Yorkshire folk volunteer 150,000 hours for refugees and asylum seekers - Refugee Council
June 21, 2007

Yorkshire folk volunteer 150,000 hours for refugees and asylum seekers

Over 800 Yorkshire folk volunteer over 150,000 hours of their time every year to help refugees and asylum seekers, according to the Refugee Council in Yorkshire and Humberside. Their research echoes the findings of a national study for Refugee Week which estimates that nearly 10 thousand people volunteer each year to help refugees and asylum seekers in the UK, giving up an estimated 1.3 million hours of their time.

A survey of organisations and interviews with volunteers shows that the picture often painted of British people as hostile or indifferent to refugees and asylum seekers is one-sided, as many people are happy to volunteer their time to help people who have fled from persecution.

Charlotte Cooke, Head of Operations (Yorkshire and Humberside), said:

“This research shows that Yorkshire’s tradition of welcoming people fleeing from danger is still alive and kicking. In recent years, some sections of the media and some politicians have helped to foster the idea that the vast majority of Britons are only interested in stopping people getting here in the first place or kicking them out as soon as possible. But this research tells a different story of a large number of people who are so supportive of refugees that they will give up their time freely to help them. Our figure of 800 people in Yorkshire and Humberside is a very conservative figure. In addition, we know there are many, many more churches and support groups all round the region doing a great deal to support people fleeing persecution.”

“Volunteers of all ages and backgrounds are befriending and mentoring refugees, they are working at drop-in centres or giving practical support, counselling people with difficulties or helping them to learn English. British born people are working alongside refugees, who themselves are keen volunteers, and out of this experience many mutually enriching friendships are born.”

Maggie Ashworth, has been volunteering with the Refugee Council for several years. She is a member of their Talks Team, where she works alongside asylum seekers speaking to schoolchildren and groups of adults. Before she retired she worked teaching English as a foreign language for 40 years, including 15 years teaching English to Japanese businessmen, running courses for Sotheby’s and the School of Oriental and African Studies, and prepared Indonesia bankers for an MBA course.

Maggie said, “I wanted to volunteer to work with asylum seekers and refugees because I had always enjoyed the different cultures and ideas I encountered during my career. I could see there was great deal of hostility towards asylum seekers and refugees and I wanted to do what I could to help change that.”

“I often think I get far more out of the time I spend volunteering than I give. I have learnt a great deal about tolerance, optimism and courage from working alongside asylum seekers and refugees, and at times I feel very humble when I hear about what they have survived and see them speaking about their experiences.”

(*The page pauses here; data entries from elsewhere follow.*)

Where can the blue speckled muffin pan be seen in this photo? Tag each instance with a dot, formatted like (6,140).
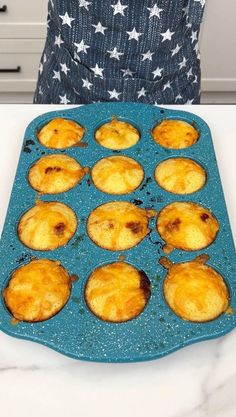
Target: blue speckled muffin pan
(157,331)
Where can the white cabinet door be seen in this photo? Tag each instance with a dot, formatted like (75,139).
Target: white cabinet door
(218,46)
(19,63)
(23,18)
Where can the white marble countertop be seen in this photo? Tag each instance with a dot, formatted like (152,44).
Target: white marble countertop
(197,381)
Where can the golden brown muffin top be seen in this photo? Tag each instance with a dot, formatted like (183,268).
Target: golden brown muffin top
(117,292)
(187,225)
(118,225)
(47,225)
(117,134)
(117,174)
(195,292)
(180,175)
(175,134)
(38,290)
(54,174)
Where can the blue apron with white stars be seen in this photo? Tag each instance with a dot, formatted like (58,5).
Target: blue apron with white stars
(121,50)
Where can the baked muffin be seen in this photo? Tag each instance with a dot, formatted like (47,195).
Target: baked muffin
(195,292)
(38,290)
(180,175)
(175,134)
(117,225)
(54,174)
(60,133)
(117,134)
(187,226)
(47,225)
(117,175)
(117,292)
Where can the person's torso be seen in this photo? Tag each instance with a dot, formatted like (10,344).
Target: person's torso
(119,35)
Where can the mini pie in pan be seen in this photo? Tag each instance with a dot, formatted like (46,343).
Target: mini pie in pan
(47,225)
(38,290)
(180,175)
(175,134)
(60,133)
(117,292)
(54,174)
(195,291)
(118,225)
(117,135)
(117,174)
(187,226)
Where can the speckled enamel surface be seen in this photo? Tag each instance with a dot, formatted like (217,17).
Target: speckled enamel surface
(157,331)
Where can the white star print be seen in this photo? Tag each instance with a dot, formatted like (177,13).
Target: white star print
(147,55)
(40,67)
(178,97)
(185,10)
(118,8)
(141,92)
(190,73)
(58,41)
(115,54)
(154,11)
(84,3)
(81,47)
(127,72)
(99,28)
(183,63)
(66,20)
(202,2)
(167,35)
(157,72)
(76,92)
(134,35)
(64,68)
(97,70)
(57,75)
(86,84)
(176,50)
(189,101)
(114,94)
(194,36)
(167,85)
(64,99)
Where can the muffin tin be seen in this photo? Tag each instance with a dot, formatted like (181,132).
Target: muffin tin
(75,331)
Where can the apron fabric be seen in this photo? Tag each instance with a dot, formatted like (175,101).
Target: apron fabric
(121,50)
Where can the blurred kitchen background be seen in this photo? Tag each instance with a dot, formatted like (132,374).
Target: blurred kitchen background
(23,30)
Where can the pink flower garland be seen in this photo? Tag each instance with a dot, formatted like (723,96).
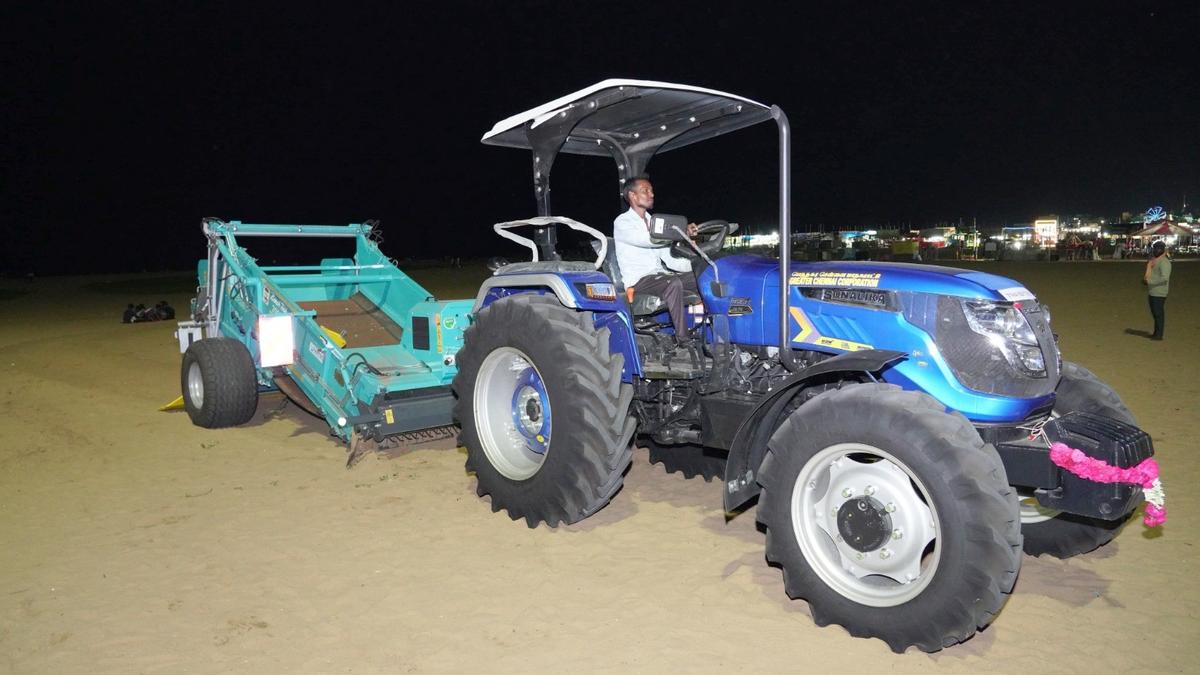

Maggie volunteers in the Talks Team with Frank Stevens from Iran and Mariam Barry from Guinea Konakry. Frank Stevens, 30, is a former table tennis champion and geography teacher. He fled Iran after being tortured and persecuted by Iran’s regime. Frank said,

“Maggie is a retired teacher so she taught me how to act with children in a classroom in the UK. She gave me courage and encouraged me to be brave in the classroom. Maggie looks like my tutor from when I was training to be a teacher in Iran, which is a nice memory. Maggie made a giant photocopy of a newspaper article about me to bring in the classroom, which made me feel great.”

“When I visit schools it brings back happy memories of my school pupils in Iran. I want to tell my story to young people because I want to show them we are the same as each other, we are all people. I want to contribute to England, it is my country now because I live here.”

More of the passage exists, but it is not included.